Applicant also provides an overview of Shi and argues that it in conjunction with Chilimbi allegedly does not teach the various claim limitations (Applicant’s reply pgs. 12-13). This is not persuasive because Shi in conjunction with Chilimbi does teach the amended limitations as shown in the updated mapping below. 

Similarly, for the dependent claims, Applicant also provides a summary of Lin and Chen and argues that these references in conjunction with Chilimbi and Shi allegedly do not teach the various claim limitations (Applicant’s reply pgs. 13-15). This is not persuasive. As previously explained above, Chilimbi and Shi does teach the claim limitations, thus the combination of these references with Lin and Chen does teach the various claim limitations. 

Claim Rejections - 35 USC § 103
In the event the determination of the status of the application as subject to AIA  35 U.S.C. 102 and 103 (or as subject to pre-AIA  35 U.S.C. 102 and 103) is incorrect, any correction of the 
The following is a quotation of 35 U.S.C. 103 which forms the basis for all obviousness rejections set forth in this Office action:
A patent for a claimed invention may not be obtained, notwithstanding that the claimed invention is not identically disclosed as set forth in section 102, if the differences between the claimed invention and the prior art are such that the claimed invention as a whole would have been obvious before the effective filing date of the claimed invention to a person having ordinary skill in the art to which the claimed invention pertains. Patentability shall not be negated by the manner in which the invention was made.

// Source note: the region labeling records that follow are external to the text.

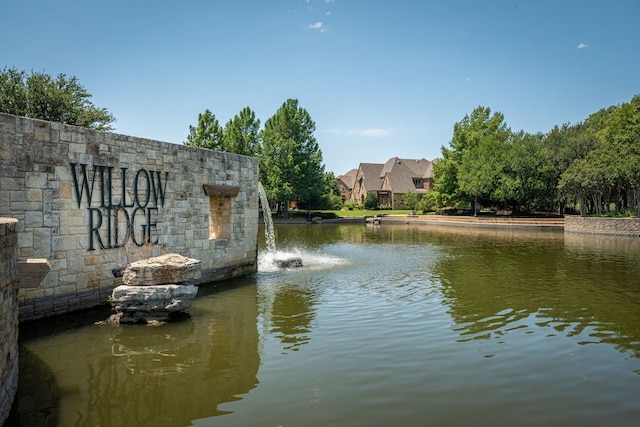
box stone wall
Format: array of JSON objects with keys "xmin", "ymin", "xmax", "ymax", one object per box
[
  {"xmin": 0, "ymin": 218, "xmax": 18, "ymax": 426},
  {"xmin": 564, "ymin": 215, "xmax": 640, "ymax": 236},
  {"xmin": 0, "ymin": 114, "xmax": 258, "ymax": 320}
]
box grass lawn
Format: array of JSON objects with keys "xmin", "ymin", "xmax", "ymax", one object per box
[{"xmin": 322, "ymin": 209, "xmax": 411, "ymax": 217}]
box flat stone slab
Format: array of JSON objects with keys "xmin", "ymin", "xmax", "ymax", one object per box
[
  {"xmin": 111, "ymin": 284, "xmax": 198, "ymax": 323},
  {"xmin": 122, "ymin": 254, "xmax": 200, "ymax": 286}
]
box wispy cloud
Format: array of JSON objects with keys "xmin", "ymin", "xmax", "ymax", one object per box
[
  {"xmin": 326, "ymin": 128, "xmax": 393, "ymax": 138},
  {"xmin": 307, "ymin": 21, "xmax": 327, "ymax": 33}
]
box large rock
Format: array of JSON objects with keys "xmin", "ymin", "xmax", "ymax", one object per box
[
  {"xmin": 122, "ymin": 254, "xmax": 200, "ymax": 286},
  {"xmin": 111, "ymin": 284, "xmax": 198, "ymax": 323}
]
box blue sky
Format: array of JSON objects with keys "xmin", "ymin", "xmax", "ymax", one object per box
[{"xmin": 5, "ymin": 0, "xmax": 640, "ymax": 175}]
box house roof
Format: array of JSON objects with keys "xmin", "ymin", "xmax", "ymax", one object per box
[
  {"xmin": 356, "ymin": 163, "xmax": 384, "ymax": 191},
  {"xmin": 384, "ymin": 160, "xmax": 430, "ymax": 194},
  {"xmin": 380, "ymin": 157, "xmax": 431, "ymax": 178}
]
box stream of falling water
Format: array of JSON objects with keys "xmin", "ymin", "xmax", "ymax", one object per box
[{"xmin": 258, "ymin": 181, "xmax": 276, "ymax": 252}]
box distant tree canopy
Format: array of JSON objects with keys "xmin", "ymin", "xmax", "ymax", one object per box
[
  {"xmin": 258, "ymin": 99, "xmax": 327, "ymax": 215},
  {"xmin": 0, "ymin": 67, "xmax": 115, "ymax": 131},
  {"xmin": 430, "ymin": 95, "xmax": 640, "ymax": 217}
]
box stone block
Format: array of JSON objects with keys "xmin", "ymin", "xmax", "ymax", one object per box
[
  {"xmin": 111, "ymin": 284, "xmax": 198, "ymax": 323},
  {"xmin": 122, "ymin": 253, "xmax": 200, "ymax": 286}
]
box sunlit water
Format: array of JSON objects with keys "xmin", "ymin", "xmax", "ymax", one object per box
[{"xmin": 12, "ymin": 225, "xmax": 640, "ymax": 427}]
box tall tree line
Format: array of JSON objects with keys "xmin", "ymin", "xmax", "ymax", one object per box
[
  {"xmin": 185, "ymin": 99, "xmax": 340, "ymax": 216},
  {"xmin": 0, "ymin": 67, "xmax": 116, "ymax": 131},
  {"xmin": 431, "ymin": 95, "xmax": 640, "ymax": 217}
]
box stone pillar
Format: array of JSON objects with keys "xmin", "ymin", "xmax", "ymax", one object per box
[{"xmin": 0, "ymin": 218, "xmax": 18, "ymax": 425}]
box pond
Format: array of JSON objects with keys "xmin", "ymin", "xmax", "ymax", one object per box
[{"xmin": 10, "ymin": 224, "xmax": 640, "ymax": 427}]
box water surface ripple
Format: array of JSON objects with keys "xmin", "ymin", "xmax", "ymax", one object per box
[{"xmin": 13, "ymin": 225, "xmax": 640, "ymax": 427}]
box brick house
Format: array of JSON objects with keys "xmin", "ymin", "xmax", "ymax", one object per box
[
  {"xmin": 336, "ymin": 169, "xmax": 358, "ymax": 203},
  {"xmin": 349, "ymin": 157, "xmax": 437, "ymax": 209}
]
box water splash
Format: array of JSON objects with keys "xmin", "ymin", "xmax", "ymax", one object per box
[
  {"xmin": 258, "ymin": 181, "xmax": 276, "ymax": 252},
  {"xmin": 258, "ymin": 248, "xmax": 347, "ymax": 273}
]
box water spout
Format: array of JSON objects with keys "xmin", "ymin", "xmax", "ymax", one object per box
[{"xmin": 258, "ymin": 181, "xmax": 276, "ymax": 252}]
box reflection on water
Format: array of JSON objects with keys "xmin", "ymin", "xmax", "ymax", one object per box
[
  {"xmin": 11, "ymin": 224, "xmax": 640, "ymax": 426},
  {"xmin": 12, "ymin": 286, "xmax": 260, "ymax": 426}
]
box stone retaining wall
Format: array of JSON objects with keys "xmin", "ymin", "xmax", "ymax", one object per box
[
  {"xmin": 0, "ymin": 218, "xmax": 18, "ymax": 426},
  {"xmin": 0, "ymin": 113, "xmax": 258, "ymax": 320},
  {"xmin": 564, "ymin": 216, "xmax": 640, "ymax": 236}
]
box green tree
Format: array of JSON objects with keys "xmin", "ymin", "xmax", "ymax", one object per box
[
  {"xmin": 184, "ymin": 109, "xmax": 224, "ymax": 151},
  {"xmin": 404, "ymin": 191, "xmax": 420, "ymax": 210},
  {"xmin": 434, "ymin": 106, "xmax": 511, "ymax": 205},
  {"xmin": 223, "ymin": 107, "xmax": 260, "ymax": 157},
  {"xmin": 259, "ymin": 99, "xmax": 325, "ymax": 216},
  {"xmin": 311, "ymin": 172, "xmax": 343, "ymax": 210},
  {"xmin": 0, "ymin": 67, "xmax": 115, "ymax": 131}
]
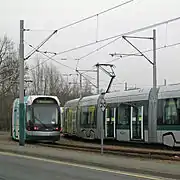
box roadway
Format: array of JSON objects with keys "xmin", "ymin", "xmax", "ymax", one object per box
[{"xmin": 0, "ymin": 152, "xmax": 170, "ymax": 180}]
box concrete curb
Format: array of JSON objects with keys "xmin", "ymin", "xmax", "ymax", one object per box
[{"xmin": 0, "ymin": 147, "xmax": 180, "ymax": 179}]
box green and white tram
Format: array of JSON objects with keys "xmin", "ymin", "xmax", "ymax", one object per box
[
  {"xmin": 63, "ymin": 85, "xmax": 180, "ymax": 146},
  {"xmin": 11, "ymin": 95, "xmax": 61, "ymax": 142}
]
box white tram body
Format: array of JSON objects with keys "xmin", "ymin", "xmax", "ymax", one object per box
[
  {"xmin": 63, "ymin": 85, "xmax": 180, "ymax": 146},
  {"xmin": 11, "ymin": 95, "xmax": 61, "ymax": 142}
]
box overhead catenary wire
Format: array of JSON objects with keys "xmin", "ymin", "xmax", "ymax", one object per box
[
  {"xmin": 25, "ymin": 0, "xmax": 134, "ymax": 59},
  {"xmin": 34, "ymin": 16, "xmax": 180, "ymax": 56},
  {"xmin": 106, "ymin": 42, "xmax": 180, "ymax": 63},
  {"xmin": 26, "ymin": 44, "xmax": 95, "ymax": 87},
  {"xmin": 28, "ymin": 0, "xmax": 134, "ymax": 31}
]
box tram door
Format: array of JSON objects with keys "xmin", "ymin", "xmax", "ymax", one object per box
[
  {"xmin": 131, "ymin": 106, "xmax": 144, "ymax": 140},
  {"xmin": 105, "ymin": 107, "xmax": 116, "ymax": 138},
  {"xmin": 72, "ymin": 110, "xmax": 76, "ymax": 134}
]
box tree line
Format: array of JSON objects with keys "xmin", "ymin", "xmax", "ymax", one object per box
[{"xmin": 0, "ymin": 36, "xmax": 92, "ymax": 131}]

The factual inquiries set forth in Graham v. John Deere Co., 383 U.S. 1, 148 USPQ 459 (1966), that are applied for establishing a background for determining obviousness under 35 U.S.C. 103 are summarized as follows:
1. Determining the scope and contents of the prior art.
2. Ascertaining the differences between the prior art and the claims at issue.
3. Resolving the level of ordinary skill in the pertinent art.
4. Considering objective evidence present in the application indicating obviousness or nonobviousness.
This application currently names joint inventors. In considering patentability of the claims the examiner presumes that the subject matter of the various claims was commonly owned as of the effective filing date of the claimed invention(s) absent any evidence to the contrary.  Applicant is advised of the obligation under 37 CFR 1.56 to point out the inventor and effective filing dates of each claim that was not commonly owned as of the effective filing date of the later invention in order for the examiner to consider the applicability of 35 U.S.C. 102(b)(2)(C) for any potential 35 U.S.C. 102(a)(2) prior art against the later invention.

Claims 1-3, 5, 8, 11, 14, 16, 19, 21, 23, 24, and 26 are rejected under 35 U.S.C. 103 as being unpatentable over Chilimbi et. al. (U.S. Pat. App. Pre-Grant Pub. No. 2015/0324690, hereinafter Chilimbi) in view of Shi et. al. (U.S. Pat. App. Pre-Grant Pub. No. 2017/0270408, hereinafter Shi).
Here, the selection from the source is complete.